Ethan había traicionado la confianza de todos, desviando fondos y saboteando proyectos. Cuando todo salió a la luz, conseguí salvar el nombre de la compañía, pero a un precio muy alto: despedirlo públicamente y enfrentar un escándalo que casi me arruina. Desde entonces no había vuelto a saber de él… hasta ahora.
La fotografía en mis manos temblaba, no por el frío, sino por la furia contenida. Sabía cómo era Ethan: calculador, vengativo, incapaz de aceptar su caída. Y ahora había encontrado la grieta perfecta para atacarme: Isabella.
—Él quiere usarme para llegar a ti —dijo ella, con una mezcla de rabia y miedo en la voz.

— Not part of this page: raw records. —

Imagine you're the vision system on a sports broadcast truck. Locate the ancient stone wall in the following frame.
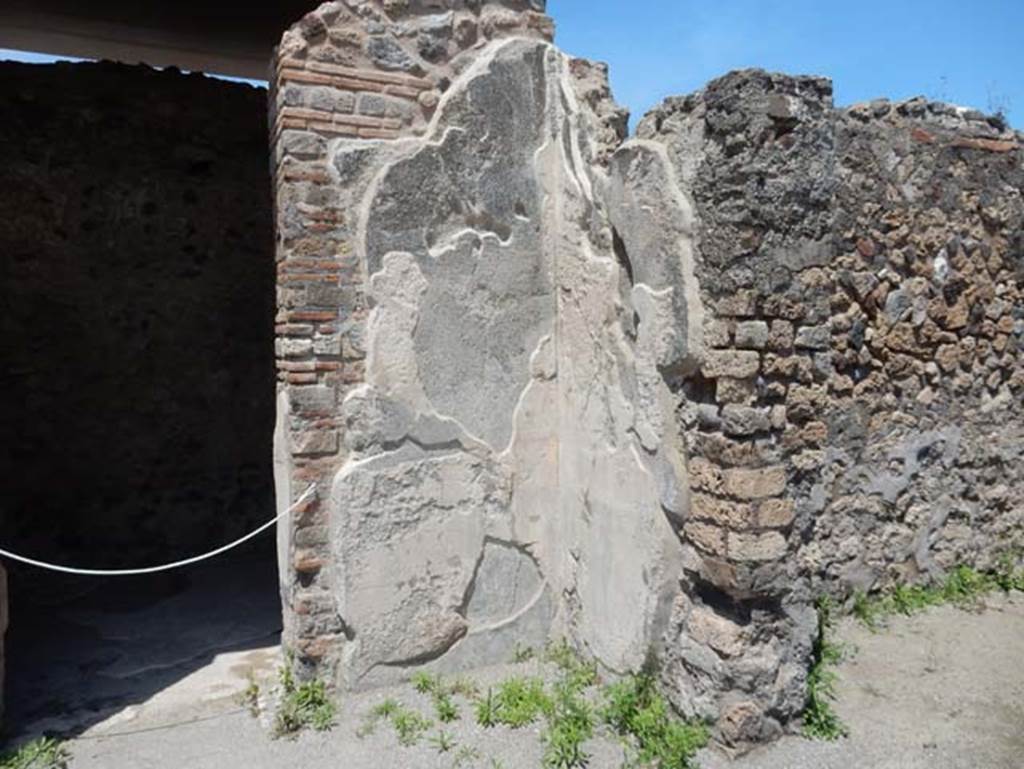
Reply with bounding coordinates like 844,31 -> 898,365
273,0 -> 1024,745
0,62 -> 274,573
626,72 -> 1024,743
274,3 -> 685,686
815,99 -> 1024,589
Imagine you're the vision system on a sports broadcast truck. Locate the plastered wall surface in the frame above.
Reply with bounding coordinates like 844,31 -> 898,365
262,1 -> 1024,746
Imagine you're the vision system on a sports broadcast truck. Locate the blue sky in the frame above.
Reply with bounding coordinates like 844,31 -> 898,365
0,0 -> 1024,128
548,0 -> 1024,128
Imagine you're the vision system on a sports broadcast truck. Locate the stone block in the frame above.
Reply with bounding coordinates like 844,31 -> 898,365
683,521 -> 725,556
794,326 -> 831,350
768,321 -> 794,351
757,500 -> 797,528
729,531 -> 786,563
690,494 -> 754,529
688,457 -> 722,494
724,465 -> 786,500
736,321 -> 768,350
715,377 -> 758,405
722,403 -> 770,436
288,385 -> 337,415
686,606 -> 745,656
701,350 -> 761,379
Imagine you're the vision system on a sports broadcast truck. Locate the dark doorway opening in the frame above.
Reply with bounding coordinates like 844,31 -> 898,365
0,55 -> 281,734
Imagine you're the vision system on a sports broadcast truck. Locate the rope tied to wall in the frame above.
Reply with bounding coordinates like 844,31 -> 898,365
0,483 -> 316,576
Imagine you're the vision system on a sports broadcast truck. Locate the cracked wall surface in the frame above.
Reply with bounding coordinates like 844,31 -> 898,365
272,0 -> 1024,746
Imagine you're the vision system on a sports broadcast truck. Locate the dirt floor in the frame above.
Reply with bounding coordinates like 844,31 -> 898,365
22,595 -> 1024,769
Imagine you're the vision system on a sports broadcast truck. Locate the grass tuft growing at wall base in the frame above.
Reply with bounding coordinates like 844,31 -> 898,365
0,737 -> 71,769
803,553 -> 1024,740
803,596 -> 848,741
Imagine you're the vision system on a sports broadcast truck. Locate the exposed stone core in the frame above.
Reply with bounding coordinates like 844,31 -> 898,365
274,0 -> 1024,746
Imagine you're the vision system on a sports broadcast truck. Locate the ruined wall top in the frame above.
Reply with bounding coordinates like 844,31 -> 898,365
279,0 -> 554,82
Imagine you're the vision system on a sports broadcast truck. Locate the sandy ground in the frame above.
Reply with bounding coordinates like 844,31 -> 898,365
58,596 -> 1024,769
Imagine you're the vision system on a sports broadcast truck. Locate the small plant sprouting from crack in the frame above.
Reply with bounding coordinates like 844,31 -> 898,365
512,644 -> 537,665
494,678 -> 552,729
430,730 -> 456,753
852,553 -> 1024,630
803,596 -> 848,741
272,659 -> 337,737
601,672 -> 710,769
0,737 -> 71,769
541,680 -> 594,769
391,708 -> 433,747
355,697 -> 434,747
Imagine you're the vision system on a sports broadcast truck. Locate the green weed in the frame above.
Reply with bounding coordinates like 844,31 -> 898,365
542,681 -> 594,769
430,731 -> 456,753
411,671 -> 442,694
434,691 -> 459,724
0,737 -> 71,769
452,745 -> 480,769
803,596 -> 848,741
273,674 -> 336,737
512,644 -> 537,665
391,708 -> 433,747
601,674 -> 710,769
494,678 -> 552,729
853,554 -> 1024,630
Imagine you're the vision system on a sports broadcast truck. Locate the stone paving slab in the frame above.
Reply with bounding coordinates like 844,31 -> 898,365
72,596 -> 1024,769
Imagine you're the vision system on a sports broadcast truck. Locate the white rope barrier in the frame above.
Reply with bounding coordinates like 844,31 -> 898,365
0,483 -> 316,576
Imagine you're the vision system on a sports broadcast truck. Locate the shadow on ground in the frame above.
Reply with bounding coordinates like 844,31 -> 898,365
5,538 -> 281,741
61,594 -> 1024,769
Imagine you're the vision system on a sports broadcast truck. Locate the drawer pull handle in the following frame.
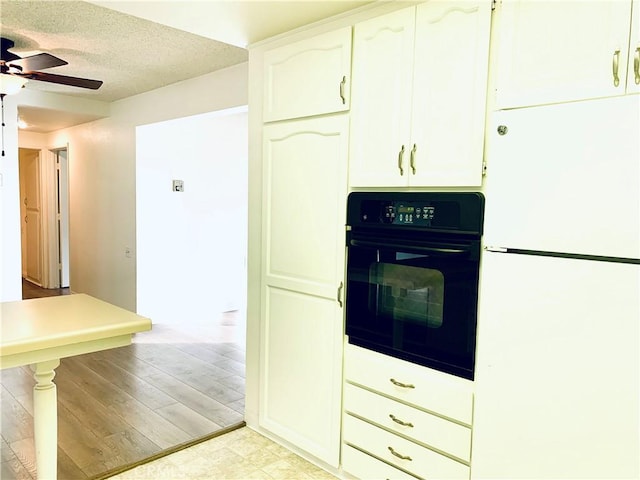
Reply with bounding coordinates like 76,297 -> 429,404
389,378 -> 416,388
633,47 -> 640,85
398,145 -> 404,175
340,77 -> 347,105
409,143 -> 418,175
389,413 -> 413,428
387,447 -> 413,462
612,49 -> 620,87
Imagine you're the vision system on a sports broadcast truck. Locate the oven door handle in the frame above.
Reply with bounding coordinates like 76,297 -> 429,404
350,239 -> 471,256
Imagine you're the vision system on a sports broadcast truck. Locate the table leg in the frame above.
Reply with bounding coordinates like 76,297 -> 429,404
31,360 -> 60,480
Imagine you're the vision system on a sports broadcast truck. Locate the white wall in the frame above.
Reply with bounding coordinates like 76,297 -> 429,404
41,64 -> 247,311
136,107 -> 248,342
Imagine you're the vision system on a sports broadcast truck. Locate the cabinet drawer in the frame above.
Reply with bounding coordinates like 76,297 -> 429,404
344,384 -> 471,462
345,344 -> 473,425
342,444 -> 417,480
343,415 -> 469,480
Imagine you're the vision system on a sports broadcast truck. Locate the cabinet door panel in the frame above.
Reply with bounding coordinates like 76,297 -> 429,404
260,286 -> 342,466
349,8 -> 415,186
263,27 -> 351,122
260,115 -> 348,466
263,115 -> 348,298
497,0 -> 631,109
410,1 -> 491,186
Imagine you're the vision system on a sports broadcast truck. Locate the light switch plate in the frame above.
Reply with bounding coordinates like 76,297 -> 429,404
173,180 -> 184,192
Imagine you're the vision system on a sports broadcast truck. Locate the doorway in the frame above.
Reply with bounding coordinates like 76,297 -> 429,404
18,148 -> 43,286
18,147 -> 70,289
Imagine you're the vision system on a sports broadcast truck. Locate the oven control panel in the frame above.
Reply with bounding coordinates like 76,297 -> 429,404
382,202 -> 436,225
347,192 -> 484,235
360,202 -> 436,227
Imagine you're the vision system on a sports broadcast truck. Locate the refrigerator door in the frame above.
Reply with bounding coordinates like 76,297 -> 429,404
471,252 -> 640,480
484,95 -> 640,258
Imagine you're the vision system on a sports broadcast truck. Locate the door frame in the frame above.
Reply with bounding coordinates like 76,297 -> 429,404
40,145 -> 69,288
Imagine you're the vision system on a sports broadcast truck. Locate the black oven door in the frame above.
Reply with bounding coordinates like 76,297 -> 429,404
346,233 -> 480,379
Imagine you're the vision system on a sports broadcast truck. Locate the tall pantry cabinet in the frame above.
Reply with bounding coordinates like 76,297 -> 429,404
259,28 -> 351,467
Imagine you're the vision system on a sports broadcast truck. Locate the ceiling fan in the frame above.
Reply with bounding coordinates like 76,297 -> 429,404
0,37 -> 102,90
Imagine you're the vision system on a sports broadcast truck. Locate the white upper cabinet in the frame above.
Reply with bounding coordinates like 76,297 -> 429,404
349,8 -> 415,186
263,27 -> 351,122
349,1 -> 491,187
496,0 -> 640,109
409,0 -> 491,186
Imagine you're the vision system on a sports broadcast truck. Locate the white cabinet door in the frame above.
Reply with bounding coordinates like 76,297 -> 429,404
263,27 -> 351,122
349,7 -> 415,187
496,0 -> 631,109
471,253 -> 640,480
484,95 -> 640,258
627,0 -> 640,93
260,115 -> 348,466
409,0 -> 491,186
349,1 -> 491,187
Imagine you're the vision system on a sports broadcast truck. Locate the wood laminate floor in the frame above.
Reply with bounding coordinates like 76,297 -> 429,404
0,280 -> 245,480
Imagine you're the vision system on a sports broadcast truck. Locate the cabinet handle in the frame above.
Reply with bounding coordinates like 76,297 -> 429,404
387,447 -> 413,462
340,77 -> 347,105
389,378 -> 416,388
389,413 -> 413,428
633,47 -> 640,85
398,145 -> 404,175
613,49 -> 620,87
409,143 -> 418,175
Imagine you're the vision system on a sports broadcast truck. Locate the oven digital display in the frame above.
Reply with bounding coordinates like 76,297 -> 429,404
393,203 -> 436,226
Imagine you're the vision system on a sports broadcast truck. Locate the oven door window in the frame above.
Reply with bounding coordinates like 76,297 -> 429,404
346,246 -> 479,378
369,263 -> 444,328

—No —respondí de inmediato, mirándola con firmeza—. No va a tocarte, Isabella. Te lo prometo.
Pero incluso mientras lo decía, sabía que la amenaza no era tan simple. Ethan conocía mis debilidades. Sabía dónde golpear, y no me cabía duda de que ya había planeado cada movimiento.
Esa noche apenas dormí. Cada sombra en el pasillo me parecía un espía, cada vibración del teléfono una advertencia. Al amanecer, decidí que ya no podía ocultarle nada a Isabella. Si ella estaba en peligro por mi pasado, merecía conocer toda la verdad.
La cité en mi departamento. Cuando llegó, la luz de la mañana apenas iluminaba el espacio, dándole un aire de confesionario. Le conté todo: cómo conocí a Ethan, lo que hizo, las consecuencias que arrastré y el miedo que sentía al pensar que ahora la involucrara a ella.
Mientras hablaba, Isabella no apartó la vista de mí. No hubo juicio en sus ojos, solo una ternura que me desarmó. Cuando terminé, ella se acercó, tomó mi rostro entre sus manos y susurró:
—No estás solo, Jonathan.
Ese gesto me atravesó más que cualquier palabra. Era la prueba de que, a pesar del peligro, ella seguía allí, dispuesta a enfrentar conmigo las sombras del pasado.
Pero entonces sonó el timbre de la puerta. Ambos nos quedamos en silencio, tensos. Caminé hacia la entrada con el corazón acelerado. Al abrir, el aire se heló a mi alrededor.
Allí estaba Ethan Crawford. Vivo, desafiante, con una sonrisa que no había cambiado en todos esos años.
—Vaya, vaya, Jonathan —dijo con voz suave, casi burlona—. Veo que no perdiste tu talento para meterte en problemas… y para elegir compañía.
Su mirada se deslizó hacia Isabella, y en ese instante supe que el verdadero juego apenas comenzaba.